As the two largest economies and the two largest emitters of greenhouse gas (GHG) emissions, it is imperative for the U.S. and China to continue to make joint progress on climate change and provide leadership that will encourage action from the rest of the world. Without commitments from the U.S. and China, there will be less willingness from other nations to commit to and implement GHG reductions.

What Was Discussed at the Dialogue?

Delegates identified many areas for future collaboration including:

  • Increasing joint efforts on scientific research in areas such as the impact of vehicle-to-grid integration and the systemic nature of methane emissions, looking more closely at natural sources and atmospheric chemistry.
  • Improving methane reporting methods, including implementing mandatory reporting systems, creating better inventories, and facilitating dialogue between research institutions in both countries.
  • Support of clean tech research, development and deployment, including through aligning climate finance and knowledge sharing for emissions reduction technology achievements.
  • Strengthening cooperation in climate finance infrastructure, such as on standards for climate finance and carbon accounting methods for financial institutions.
  • Joint research and development on building energy efficiency retrofitting and technological advancement in CCUS.
  • Working on interoperable standards for measuring embedded GHG emissions measurement in products.
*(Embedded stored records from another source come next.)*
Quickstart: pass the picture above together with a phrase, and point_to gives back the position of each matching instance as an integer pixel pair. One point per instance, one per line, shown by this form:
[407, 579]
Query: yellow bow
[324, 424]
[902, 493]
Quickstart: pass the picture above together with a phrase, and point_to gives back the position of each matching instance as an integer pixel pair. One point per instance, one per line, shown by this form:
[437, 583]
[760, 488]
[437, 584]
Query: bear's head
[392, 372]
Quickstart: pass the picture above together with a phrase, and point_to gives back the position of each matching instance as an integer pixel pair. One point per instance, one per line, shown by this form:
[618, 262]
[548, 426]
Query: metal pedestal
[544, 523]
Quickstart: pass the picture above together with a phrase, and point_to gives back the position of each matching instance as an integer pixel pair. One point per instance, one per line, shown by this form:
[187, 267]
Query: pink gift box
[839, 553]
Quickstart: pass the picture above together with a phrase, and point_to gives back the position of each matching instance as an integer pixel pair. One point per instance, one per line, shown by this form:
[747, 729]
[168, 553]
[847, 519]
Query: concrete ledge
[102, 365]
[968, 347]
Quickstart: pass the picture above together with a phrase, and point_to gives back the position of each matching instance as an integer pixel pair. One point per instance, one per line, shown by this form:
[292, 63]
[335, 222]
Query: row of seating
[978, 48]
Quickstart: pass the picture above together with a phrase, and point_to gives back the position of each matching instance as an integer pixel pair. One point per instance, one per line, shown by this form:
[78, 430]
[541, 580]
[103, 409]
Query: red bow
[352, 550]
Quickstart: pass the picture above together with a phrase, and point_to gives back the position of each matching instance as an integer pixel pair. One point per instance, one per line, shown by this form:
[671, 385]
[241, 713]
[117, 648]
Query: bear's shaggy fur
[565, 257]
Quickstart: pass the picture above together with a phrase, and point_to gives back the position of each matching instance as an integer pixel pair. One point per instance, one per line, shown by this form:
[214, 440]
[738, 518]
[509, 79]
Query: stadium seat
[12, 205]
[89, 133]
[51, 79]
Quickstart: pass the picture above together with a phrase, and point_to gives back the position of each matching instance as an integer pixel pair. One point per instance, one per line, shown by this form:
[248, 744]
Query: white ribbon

There were also areas where delegates from the two countries did not see eye-to-eye, including whether China would join the ranks of donor countries under the United Nations Framework Convention on Climate Change, how ambitious China’s next nationally determined contribution (NDC) commitments would be, and whether any NDC created by the U.S. this year would survive if a new administration enters the White House in 2025.

The closing session was dedicated to understanding the two countries’ primary concerns, looking forward to the next two UN Climate Change Conferences (COP29 and COP30).

A more comprehensive summary of the dialogue and briefing papers are available for download at the bottom of the page. These documents provide an in-depth look at the current state of U.S. and China affairs related to the topics covered in the dialogue and provide expert analysis of the achievements, challenges and plans in each country.

What’s Next for US and China Climate Cooperation?

Moving forward, dialogue delegates will continue to come together in a range of fora including engagement of high-ranking government officials, subnational efforts, expert working groups under the Sunnylands Agreement and working groups established under the purview of the dialogue.